Updated on 29 Oct 2021, 7:01 pm
Representational Image (PHOTO: IFP)
The recent case of cruise ship drug bust case involving actor Shah Rukh Khan’s son Aryan Khan has thrown up certain questions on Narcotic Drugs & Psychotropic Substances Act (NDPS) with regard to the distinction between big time drug smugglers and petty dealers or drug addicts who were arrested with small amounts of drugs meant for consumption. The law somehow has failed to explain what constitutes consumption leaving it to the enforcement agency to interpret it on a case to case basis if an offence has taken place. Perhaps that is the reason why the law is being misused to keep consumers caught with even small quantities, in police custody without bail or behind bars for a long time. In the current scenario, the lines between procurement, consumption, and financing seem to have been blurred. While drug traffickers are booked under stringent sections of the Act, consumers can also be punished with imprisonment for up to a year in certain circumstances or sent to de-addiction centres. Which is exactly why as many as 18 organisations including several student bodies had strongly condemned the state Ordinance on narcotic drugs and psychotropic substances as unconstitutional and regressive. They say the Ordinance only targets the drug users, not drug lords. The Ordinance, which the state cabinet passed on October 15 was basically aimed at enhancing the quantum of punishment of persons arrested with ‘small quantity’ and intermediate quantity of narcotic drugs and psychotropic substances. We do not have anything to say regarding the unconstitutionality of the Ordinance as it cannot bypass the procedure of having it approved by the state Governor and the President of India, and that the approval of the state Cabinet does not give a finality to the issue at hand. The Narcotic Drugs and Psychotropic Substances Act 1985 popularly known as NDPS Act in short is a Central act and any modification requires the approval of the Central government.

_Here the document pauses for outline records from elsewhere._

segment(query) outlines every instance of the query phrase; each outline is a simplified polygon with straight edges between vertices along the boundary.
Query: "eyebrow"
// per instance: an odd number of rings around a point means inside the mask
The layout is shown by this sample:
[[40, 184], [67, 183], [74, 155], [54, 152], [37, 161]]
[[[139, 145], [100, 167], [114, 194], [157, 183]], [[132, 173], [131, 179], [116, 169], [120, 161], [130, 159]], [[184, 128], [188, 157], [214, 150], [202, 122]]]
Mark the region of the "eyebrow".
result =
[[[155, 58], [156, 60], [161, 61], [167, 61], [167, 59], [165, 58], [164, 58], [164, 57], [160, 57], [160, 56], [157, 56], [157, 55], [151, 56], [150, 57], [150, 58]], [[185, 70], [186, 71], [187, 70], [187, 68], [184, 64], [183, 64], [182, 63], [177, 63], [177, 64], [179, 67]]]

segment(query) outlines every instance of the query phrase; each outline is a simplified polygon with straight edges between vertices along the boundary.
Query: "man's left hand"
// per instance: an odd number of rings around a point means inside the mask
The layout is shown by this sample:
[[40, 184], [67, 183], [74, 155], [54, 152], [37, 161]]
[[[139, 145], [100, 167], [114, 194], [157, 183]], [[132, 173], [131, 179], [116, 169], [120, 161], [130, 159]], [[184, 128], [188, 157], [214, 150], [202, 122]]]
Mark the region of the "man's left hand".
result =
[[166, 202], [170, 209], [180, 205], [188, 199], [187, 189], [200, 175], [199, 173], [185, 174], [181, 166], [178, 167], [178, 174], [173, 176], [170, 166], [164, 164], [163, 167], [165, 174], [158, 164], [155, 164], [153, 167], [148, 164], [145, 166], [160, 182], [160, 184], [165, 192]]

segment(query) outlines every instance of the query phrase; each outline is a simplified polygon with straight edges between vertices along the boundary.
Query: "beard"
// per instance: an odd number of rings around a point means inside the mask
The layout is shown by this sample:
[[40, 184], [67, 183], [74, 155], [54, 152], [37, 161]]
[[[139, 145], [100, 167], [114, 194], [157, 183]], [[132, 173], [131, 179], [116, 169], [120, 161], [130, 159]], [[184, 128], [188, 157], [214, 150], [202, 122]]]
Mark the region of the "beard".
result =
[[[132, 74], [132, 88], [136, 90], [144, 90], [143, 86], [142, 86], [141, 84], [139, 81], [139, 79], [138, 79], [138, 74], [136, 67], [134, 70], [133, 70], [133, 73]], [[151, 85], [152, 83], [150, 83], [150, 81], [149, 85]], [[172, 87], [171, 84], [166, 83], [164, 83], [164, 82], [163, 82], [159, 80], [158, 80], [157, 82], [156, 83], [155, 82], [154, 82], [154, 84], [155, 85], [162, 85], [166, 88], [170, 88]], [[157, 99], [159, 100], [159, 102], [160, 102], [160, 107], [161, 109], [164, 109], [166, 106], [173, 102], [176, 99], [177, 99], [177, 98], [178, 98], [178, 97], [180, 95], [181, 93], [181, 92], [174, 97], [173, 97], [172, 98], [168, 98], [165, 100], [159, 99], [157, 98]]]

According to this Act, any person found with the possession of prohibited drugs is differentiated by the quantity as defined under small quantity and commercial quantity. Another category which is beyond the ‘small quantity’ but not up to the commercial quantity prescribed has been referred to as intermediate. The definition of small quantity or commercial quantity differs according to the drugs or psychotropic substances so mentioned. For example, 2 grams and 50 grams are listed as small quantities and commercial quantities in terms of amphetamine, while it is 5 grams and 250 grams in terms of heroin. The differentiation is there for others like Charas, Cocaine, Ganja, LSD, Methadone, Morphine and Opium etc. The state government’s explanation regarding the proposed Ordinance is that Manipur’s situation is different from other states in the country because of the high percentage of drug abuse due to its proximity to the infamous Golden Triangle and thus it has become imperative to enhance the penal provisions for seizure of drugs in small quantities to make a deterrent for repeated and small drug peddlers from getting easy bail. The public complaint is that under the new rule, there is no clear demarcation between a drug user and a drug peddler. Both are considered as one entity and recommended for stern punishment. The general allegation is that the new rule is giving more power to the police personnel to harass and victimise the drug users while on the other hand, it provides a free hand to the drug peddlers and mafias. Again, if any person who is found possessing drugs for personal consumption is arrested and put behind bars, then it comes to the conclusion that nobody is allowed to take drugs for any purpose whatsoever. This calls into question, the Oral Substitution Therapy (OST), Needle Syringe Exchange Program (NSEP) and other harm reduction programmes taken up under the supervision of the National AIDS Control Organisation (NACO) and implemented by Manipur State AIDS Control Society (MACS).We understand the state government’s intention to usher in a deterrent to small time drug users in view of the rising drug abuse in the state by enhancing the penalties. What we fail to understand is why it chose to leave out the penalty provisions of persons dealing in commercial quantities of drugs and psychotropic substances for that matter drug smugglers and drug lords in the Ordinance.